The explination is that these chance differences are chosen out, not in
thousands of years but over billions of years. Many, Many trial and error
scenarios may occur over such a time period.

Neil

From: Durightmm at aol.com on 2002.02.01 at 16:04:01(8120)
These scientific explanations make sense to scientist but not always to non scientist. For example we seem to be losing sight of the topic "sense" Writers want to know "How" an organism "knows" it's surroundings. How does the vine know. it's peers are being eaten. How does the crab know to design it's nodules to discourage harvesting. How did Amorphos morph their flowers to attract sprecific beetle to pollinate each species.
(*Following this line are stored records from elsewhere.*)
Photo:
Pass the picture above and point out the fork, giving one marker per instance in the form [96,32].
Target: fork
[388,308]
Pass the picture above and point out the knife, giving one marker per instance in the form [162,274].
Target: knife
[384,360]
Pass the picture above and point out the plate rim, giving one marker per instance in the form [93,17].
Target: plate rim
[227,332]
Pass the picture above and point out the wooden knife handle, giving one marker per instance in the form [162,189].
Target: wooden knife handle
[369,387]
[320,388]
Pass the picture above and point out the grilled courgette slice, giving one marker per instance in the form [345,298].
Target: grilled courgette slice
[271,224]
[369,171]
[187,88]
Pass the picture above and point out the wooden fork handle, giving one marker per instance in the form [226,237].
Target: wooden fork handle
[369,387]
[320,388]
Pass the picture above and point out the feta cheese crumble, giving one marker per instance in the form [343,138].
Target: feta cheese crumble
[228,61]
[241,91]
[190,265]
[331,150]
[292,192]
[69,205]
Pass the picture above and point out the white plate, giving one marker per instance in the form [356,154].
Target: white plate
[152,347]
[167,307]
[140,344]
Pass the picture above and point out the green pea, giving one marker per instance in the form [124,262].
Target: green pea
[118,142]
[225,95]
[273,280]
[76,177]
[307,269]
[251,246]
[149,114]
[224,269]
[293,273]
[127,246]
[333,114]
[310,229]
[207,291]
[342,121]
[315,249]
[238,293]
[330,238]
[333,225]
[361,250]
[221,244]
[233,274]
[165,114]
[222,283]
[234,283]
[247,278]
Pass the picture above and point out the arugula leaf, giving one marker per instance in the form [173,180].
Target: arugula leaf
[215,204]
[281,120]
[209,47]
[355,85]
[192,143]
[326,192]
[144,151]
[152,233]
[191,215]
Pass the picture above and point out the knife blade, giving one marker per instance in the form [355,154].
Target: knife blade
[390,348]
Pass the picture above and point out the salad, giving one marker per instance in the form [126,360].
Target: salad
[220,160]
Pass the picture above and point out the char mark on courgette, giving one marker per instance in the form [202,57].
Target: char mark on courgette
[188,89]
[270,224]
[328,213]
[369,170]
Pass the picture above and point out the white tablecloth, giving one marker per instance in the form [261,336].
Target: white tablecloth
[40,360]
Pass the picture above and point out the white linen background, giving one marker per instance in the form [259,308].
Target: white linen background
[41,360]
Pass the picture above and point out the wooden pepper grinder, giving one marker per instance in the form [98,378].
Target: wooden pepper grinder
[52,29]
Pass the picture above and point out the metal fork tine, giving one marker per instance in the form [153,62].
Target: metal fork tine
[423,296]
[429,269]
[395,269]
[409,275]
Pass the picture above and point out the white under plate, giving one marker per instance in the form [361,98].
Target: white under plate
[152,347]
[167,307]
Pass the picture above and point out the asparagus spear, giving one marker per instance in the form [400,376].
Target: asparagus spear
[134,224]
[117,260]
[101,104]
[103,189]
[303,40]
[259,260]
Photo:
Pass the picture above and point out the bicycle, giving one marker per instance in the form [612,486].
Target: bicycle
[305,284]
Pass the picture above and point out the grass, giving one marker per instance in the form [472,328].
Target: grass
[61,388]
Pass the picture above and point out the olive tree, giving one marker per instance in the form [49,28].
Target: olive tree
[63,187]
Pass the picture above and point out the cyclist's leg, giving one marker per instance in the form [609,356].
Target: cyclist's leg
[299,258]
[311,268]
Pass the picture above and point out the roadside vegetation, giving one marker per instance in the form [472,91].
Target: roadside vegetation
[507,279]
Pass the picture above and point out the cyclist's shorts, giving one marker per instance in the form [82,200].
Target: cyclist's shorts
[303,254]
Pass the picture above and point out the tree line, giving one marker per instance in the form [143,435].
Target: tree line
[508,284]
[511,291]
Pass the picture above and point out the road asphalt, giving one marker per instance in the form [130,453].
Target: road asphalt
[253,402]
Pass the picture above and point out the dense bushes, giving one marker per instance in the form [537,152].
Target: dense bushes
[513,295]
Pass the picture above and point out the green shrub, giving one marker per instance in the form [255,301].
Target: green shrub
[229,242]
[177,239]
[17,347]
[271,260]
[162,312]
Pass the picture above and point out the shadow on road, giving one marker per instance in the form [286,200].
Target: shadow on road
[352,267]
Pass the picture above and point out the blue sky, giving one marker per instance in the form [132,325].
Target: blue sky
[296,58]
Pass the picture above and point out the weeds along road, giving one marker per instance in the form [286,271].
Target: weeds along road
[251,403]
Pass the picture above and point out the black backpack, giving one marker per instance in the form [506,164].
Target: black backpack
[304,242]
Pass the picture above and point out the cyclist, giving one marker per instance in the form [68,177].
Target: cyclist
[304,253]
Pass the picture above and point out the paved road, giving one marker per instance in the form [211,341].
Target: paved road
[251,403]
Isn't it wonderful that we have yet to unravel mysteries. and have additional topics for aroidl Joe

From: Iza & Carol Goroff goroff at idcnet.com> on 2002.02.01 at 21:07:20(8121)
Two very separate phenomena are presented here.
1. The crab does not "know" to present a helmet design. only from a
large population are the few which look most like a helmet are chosen.
That's evolution.
2. An already evolved plant has evolved mechanisms to seek those factors
which it needs for its individual survival (for the propagation of more
of its species), such as seeking water, and perhaps "smelling" and seeking
nitrogenous materials. These mechanisms include phototropism, geotropism,
and in vines seeking their support through reverse phototropism.
Neither implies a sixth sense in the sense of "knowing".
Iza Goroff
+More
From: Jill Bell jbell_buxton at yahoo.com> on 2002.02.01 at 21:10:00(8122)
Hey,
Do any of you remember the book (from the seventies)
called the Secret Life of Plants? It was based on lie
detector experimentation done on plants to test their
"feelings" about things, done by Robert Baxter, an
ex-FBI agent?
Jill

+More
From: Piabinha at aol.com on 2002.02.01 at 21:10:56(8123)
> The explination is that these chance differences are chosen out, not in
> thousands of years but over billions of years. Many, Many trial and error
> scenarios may occur over such a time period.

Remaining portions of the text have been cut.